May 23, 2017
Source: Richard Annerquaye Abbey/thebftonline.com/Ghana
The Monetary Policy Committee of the Bank of Ghana has reduced its policy rate by 100 basis points to 22.5 percent, in what was the first MPC meeting chaired by the new Bank of Ghana (BoG) governor, Dr. Ernest Addison.
The Monetary Policy Rate (MPR) is a monetary policy tool of the BoG and it is the rate at which commercial banks can borrow from the central bank.
It communicates the monetary policy stance of government, influence money supply and also guide market interest rates.
Dr. Addison, speaking at a news conference in Accra, said that although inflation rose marginally in April to 13 percent from 12.8 percent in March, inflation expectations have broadly trended downwards.
According to him, the process to fetter inflation was supported by the bank’s tight monetary stance as well as stability in the exchange rate regime.
The bank insists that its forecast horizon for inflation remains unchanged and inflation is expected to trend downwards the medium target of 8±2 next year.
“With a stable outlook for exchange rate movements and return to the path of fiscal consolidation, headline inflation is expected to trend towards the medium-term term target in 2018, barring any unanticipated shocks.
The 2017 budget, according to Dr. Addison, indicates a return to the path of fiscal consolidation. With government forecasting a reduction in budget deficit from about 9 percent to about 6 percent, the governor argued that such reduction is expected to foster more stable macro-economic condition, adding that that rigorous implementation of the budget will therefore be critical to the outlook.
Given these considerations, the Committee judged that the downside risks to growth outweigh the upside risks to inflation in the outlook, and therefore decided to reduce the policy rate by 00 basis points,” he explained.
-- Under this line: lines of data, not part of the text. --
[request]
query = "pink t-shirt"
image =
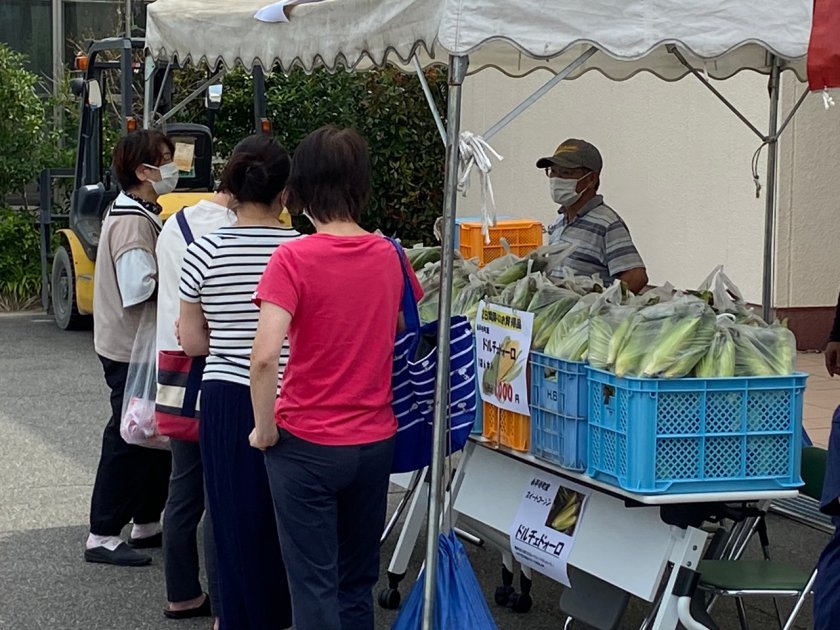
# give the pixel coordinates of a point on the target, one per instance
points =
(344, 295)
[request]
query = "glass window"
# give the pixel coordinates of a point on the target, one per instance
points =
(25, 25)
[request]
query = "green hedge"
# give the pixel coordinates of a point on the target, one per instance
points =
(20, 260)
(386, 106)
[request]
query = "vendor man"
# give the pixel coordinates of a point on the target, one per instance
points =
(602, 240)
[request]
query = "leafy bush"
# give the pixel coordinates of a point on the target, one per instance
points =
(22, 124)
(20, 260)
(386, 106)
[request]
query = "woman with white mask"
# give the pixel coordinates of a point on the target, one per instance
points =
(131, 481)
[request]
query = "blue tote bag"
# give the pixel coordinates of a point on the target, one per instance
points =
(413, 383)
(459, 602)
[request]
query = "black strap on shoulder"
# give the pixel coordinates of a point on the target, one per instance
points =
(131, 211)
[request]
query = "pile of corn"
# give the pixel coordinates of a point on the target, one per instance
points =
(662, 333)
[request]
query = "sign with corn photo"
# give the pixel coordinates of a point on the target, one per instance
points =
(503, 342)
(543, 532)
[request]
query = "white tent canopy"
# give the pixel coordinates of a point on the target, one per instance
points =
(721, 37)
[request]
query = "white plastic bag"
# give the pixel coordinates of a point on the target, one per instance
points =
(138, 425)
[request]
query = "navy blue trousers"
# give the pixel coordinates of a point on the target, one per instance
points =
(827, 586)
(330, 503)
(253, 589)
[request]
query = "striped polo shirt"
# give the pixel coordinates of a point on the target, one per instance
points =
(221, 271)
(602, 240)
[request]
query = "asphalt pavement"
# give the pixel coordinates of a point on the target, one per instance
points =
(53, 406)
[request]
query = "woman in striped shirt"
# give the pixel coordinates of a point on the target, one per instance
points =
(218, 278)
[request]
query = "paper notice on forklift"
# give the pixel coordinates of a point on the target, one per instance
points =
(184, 157)
(503, 342)
(543, 532)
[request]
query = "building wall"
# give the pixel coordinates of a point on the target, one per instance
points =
(809, 203)
(676, 164)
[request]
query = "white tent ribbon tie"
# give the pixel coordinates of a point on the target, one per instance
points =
(475, 152)
(828, 101)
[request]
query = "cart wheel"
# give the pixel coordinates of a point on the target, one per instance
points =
(520, 602)
(389, 598)
(503, 595)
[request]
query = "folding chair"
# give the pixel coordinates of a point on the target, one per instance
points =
(742, 578)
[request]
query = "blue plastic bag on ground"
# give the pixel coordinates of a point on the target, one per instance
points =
(459, 602)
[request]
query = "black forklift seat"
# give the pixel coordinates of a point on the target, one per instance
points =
(89, 205)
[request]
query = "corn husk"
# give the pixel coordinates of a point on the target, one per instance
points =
(419, 257)
(719, 361)
(569, 340)
(548, 315)
(764, 351)
(666, 340)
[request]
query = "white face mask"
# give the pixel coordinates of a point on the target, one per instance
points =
(168, 178)
(564, 191)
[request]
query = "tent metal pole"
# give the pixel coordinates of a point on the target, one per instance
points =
(770, 200)
(539, 93)
(430, 99)
(457, 72)
(673, 50)
(792, 113)
(148, 88)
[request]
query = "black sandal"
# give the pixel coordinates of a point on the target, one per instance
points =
(202, 610)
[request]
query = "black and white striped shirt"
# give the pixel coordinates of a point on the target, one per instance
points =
(221, 271)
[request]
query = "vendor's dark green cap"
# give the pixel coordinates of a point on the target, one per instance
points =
(574, 153)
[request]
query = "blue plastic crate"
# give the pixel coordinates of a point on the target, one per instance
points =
(559, 387)
(478, 427)
(669, 436)
(559, 439)
(558, 411)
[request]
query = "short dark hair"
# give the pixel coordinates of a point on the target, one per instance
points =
(137, 148)
(257, 170)
(330, 176)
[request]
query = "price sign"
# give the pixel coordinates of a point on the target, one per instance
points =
(503, 342)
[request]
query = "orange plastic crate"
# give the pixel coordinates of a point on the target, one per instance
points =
(507, 428)
(523, 236)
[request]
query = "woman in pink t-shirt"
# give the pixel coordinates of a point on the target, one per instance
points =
(329, 437)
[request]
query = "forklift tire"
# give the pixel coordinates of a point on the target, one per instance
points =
(63, 293)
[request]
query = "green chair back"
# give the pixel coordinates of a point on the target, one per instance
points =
(814, 461)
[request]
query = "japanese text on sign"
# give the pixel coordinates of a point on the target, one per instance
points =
(543, 532)
(503, 341)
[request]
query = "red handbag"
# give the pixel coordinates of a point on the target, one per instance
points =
(177, 409)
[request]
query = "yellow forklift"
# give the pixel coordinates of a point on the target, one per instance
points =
(67, 270)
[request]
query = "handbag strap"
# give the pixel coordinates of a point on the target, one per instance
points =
(193, 387)
(409, 304)
(185, 227)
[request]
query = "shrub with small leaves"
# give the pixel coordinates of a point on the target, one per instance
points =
(20, 259)
(22, 124)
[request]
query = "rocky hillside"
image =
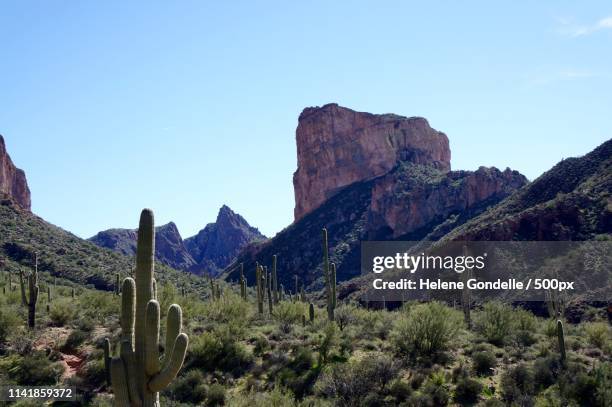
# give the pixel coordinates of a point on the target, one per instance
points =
(217, 245)
(417, 198)
(169, 247)
(337, 146)
(208, 252)
(571, 201)
(13, 183)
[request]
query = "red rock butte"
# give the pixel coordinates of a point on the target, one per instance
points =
(13, 180)
(337, 147)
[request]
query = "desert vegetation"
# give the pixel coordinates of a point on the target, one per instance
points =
(262, 346)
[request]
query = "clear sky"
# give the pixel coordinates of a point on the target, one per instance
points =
(184, 106)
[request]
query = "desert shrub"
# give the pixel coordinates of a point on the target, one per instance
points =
(261, 344)
(95, 306)
(287, 313)
(327, 341)
(61, 312)
(517, 383)
(400, 390)
(33, 369)
(230, 309)
(426, 328)
(598, 333)
(345, 315)
(484, 362)
(467, 390)
(545, 371)
(216, 395)
(218, 350)
(436, 388)
(495, 322)
(9, 322)
(277, 397)
(188, 388)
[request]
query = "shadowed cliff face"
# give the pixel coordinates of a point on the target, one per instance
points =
(13, 181)
(337, 146)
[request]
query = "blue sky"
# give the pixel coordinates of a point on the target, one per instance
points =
(184, 106)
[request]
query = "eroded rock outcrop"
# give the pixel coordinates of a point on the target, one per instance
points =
(337, 146)
(13, 181)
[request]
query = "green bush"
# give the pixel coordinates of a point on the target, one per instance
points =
(426, 328)
(517, 383)
(467, 390)
(287, 313)
(9, 322)
(188, 388)
(33, 369)
(598, 333)
(216, 395)
(484, 362)
(61, 312)
(496, 322)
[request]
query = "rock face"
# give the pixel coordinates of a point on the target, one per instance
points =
(212, 249)
(169, 247)
(215, 246)
(13, 181)
(371, 177)
(337, 146)
(403, 204)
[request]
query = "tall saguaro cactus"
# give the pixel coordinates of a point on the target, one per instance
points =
(138, 375)
(274, 279)
(260, 289)
(327, 275)
(32, 298)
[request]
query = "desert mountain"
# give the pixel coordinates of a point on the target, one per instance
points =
(13, 183)
(381, 177)
(215, 246)
(209, 251)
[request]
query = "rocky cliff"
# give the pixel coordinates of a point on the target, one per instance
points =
(215, 246)
(337, 146)
(169, 247)
(13, 181)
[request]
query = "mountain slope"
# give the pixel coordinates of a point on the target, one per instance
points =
(353, 214)
(65, 255)
(571, 201)
(169, 247)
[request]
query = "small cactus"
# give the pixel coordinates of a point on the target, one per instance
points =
(138, 375)
(260, 290)
(274, 280)
(33, 294)
(561, 338)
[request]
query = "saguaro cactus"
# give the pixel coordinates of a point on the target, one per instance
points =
(274, 279)
(311, 312)
(327, 275)
(33, 294)
(561, 338)
(24, 301)
(137, 375)
(117, 284)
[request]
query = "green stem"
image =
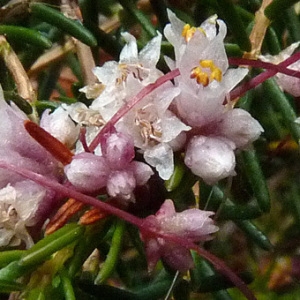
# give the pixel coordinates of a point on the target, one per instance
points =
(235, 24)
(275, 9)
(139, 16)
(282, 104)
(112, 257)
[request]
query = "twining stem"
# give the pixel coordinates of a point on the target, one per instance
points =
(88, 200)
(254, 82)
(264, 65)
(130, 104)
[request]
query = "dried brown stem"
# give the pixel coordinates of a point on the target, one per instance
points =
(15, 67)
(258, 32)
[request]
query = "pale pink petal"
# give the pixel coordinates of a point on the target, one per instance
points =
(210, 158)
(238, 126)
(141, 171)
(87, 172)
(121, 184)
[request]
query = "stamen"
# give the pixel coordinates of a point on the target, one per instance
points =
(203, 77)
(188, 31)
(150, 128)
(134, 69)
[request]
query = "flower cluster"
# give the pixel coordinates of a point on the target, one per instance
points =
(190, 116)
(193, 224)
(20, 199)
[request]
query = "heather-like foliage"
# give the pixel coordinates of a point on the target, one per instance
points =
(148, 149)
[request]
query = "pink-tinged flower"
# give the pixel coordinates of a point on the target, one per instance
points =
(193, 224)
(204, 82)
(59, 125)
(19, 148)
(288, 83)
(20, 200)
(18, 205)
(114, 169)
(127, 77)
(154, 128)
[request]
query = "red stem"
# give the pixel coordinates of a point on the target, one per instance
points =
(254, 82)
(88, 200)
(264, 65)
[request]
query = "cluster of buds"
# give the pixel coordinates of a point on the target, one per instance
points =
(190, 116)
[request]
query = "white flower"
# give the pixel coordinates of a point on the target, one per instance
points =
(210, 158)
(288, 83)
(18, 205)
(204, 83)
(153, 127)
(137, 68)
(114, 169)
(193, 224)
(59, 125)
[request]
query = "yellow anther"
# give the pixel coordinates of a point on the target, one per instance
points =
(201, 77)
(216, 74)
(205, 77)
(188, 31)
(207, 63)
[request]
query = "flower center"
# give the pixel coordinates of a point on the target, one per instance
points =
(137, 71)
(206, 72)
(150, 126)
(188, 31)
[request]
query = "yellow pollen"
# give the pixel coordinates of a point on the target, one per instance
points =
(188, 32)
(204, 77)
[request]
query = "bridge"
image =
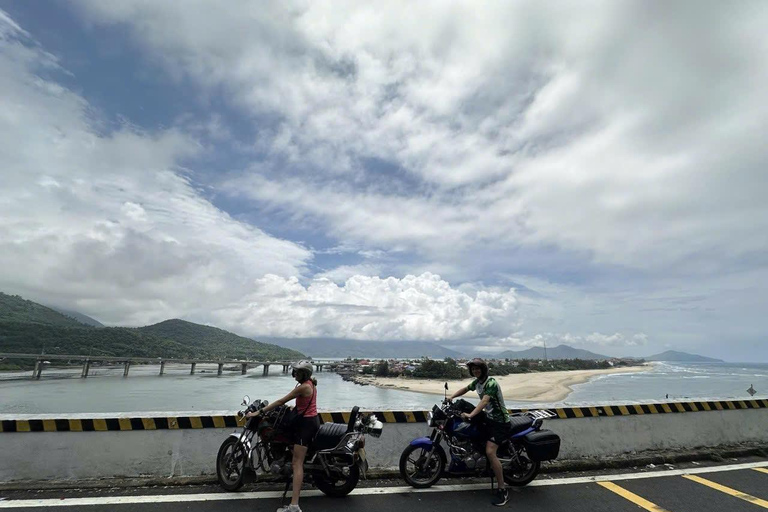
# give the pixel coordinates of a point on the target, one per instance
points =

Outlook, risks, debt and more
The Monetary Policy Committee (MPC) noted that the pace of economic activity has picked up, driven mainly by growth in private sector credit, improved business sentiments and easing credit stance.
Furthermore, increased oil production from both Jubilee and TEN fields and the coming on stream of further activity in the oil and gas sector from the Sankofa GyenyameNtomme (SGN) fields by the third quarter should give added impetus to overall growth prospects.
According to the bank, there is evidence to suggest that the economic imbalances that existed at the end of 2016 are giving way to stronger fundamentals with economic activity expected to pick up strongly in the period ahead, albeit below potential.
The bank also noted that developments in the external sector point to significant recovery in exports over the first four months of 2017, on the back of increased production volumes and prices of gold and crude oil.
This, together with lower imports, resulted in a trade surplus estimated at 2.5 percent of GDP, compared to a deficit of 2.2 percent recorded in same period of last year.
Also, the volatility in the foreign exchange market observed at the last MPC meeting has eased significantly, supported by improved foreign exchange liquidity conditions and the outturn in the trade balance, with a more positive outlook based on significant expected inflows.
Cumulatively, the local currency has depreciated by 1 percent against the US dollar as at May 18, 2017.
The stock of domestic debt which was GH¢53.4 billion, 31.9% of GDP, at the end of 2016 increased to GH¢55.2 billion, 27.2% of GDP, at the end of March 2017. The external debt also increased from GH¢69.2 billion, 41.3% of GDP, at the end of December 2016 to GH¢71.9 billion, 35.3% of GDP.
This brings the total public debt at the end of March 2017 to GH¢127.1 billion, 62.5% of GDP, up from GH¢122.6 billion, 73.3% of GDP, at end 2016.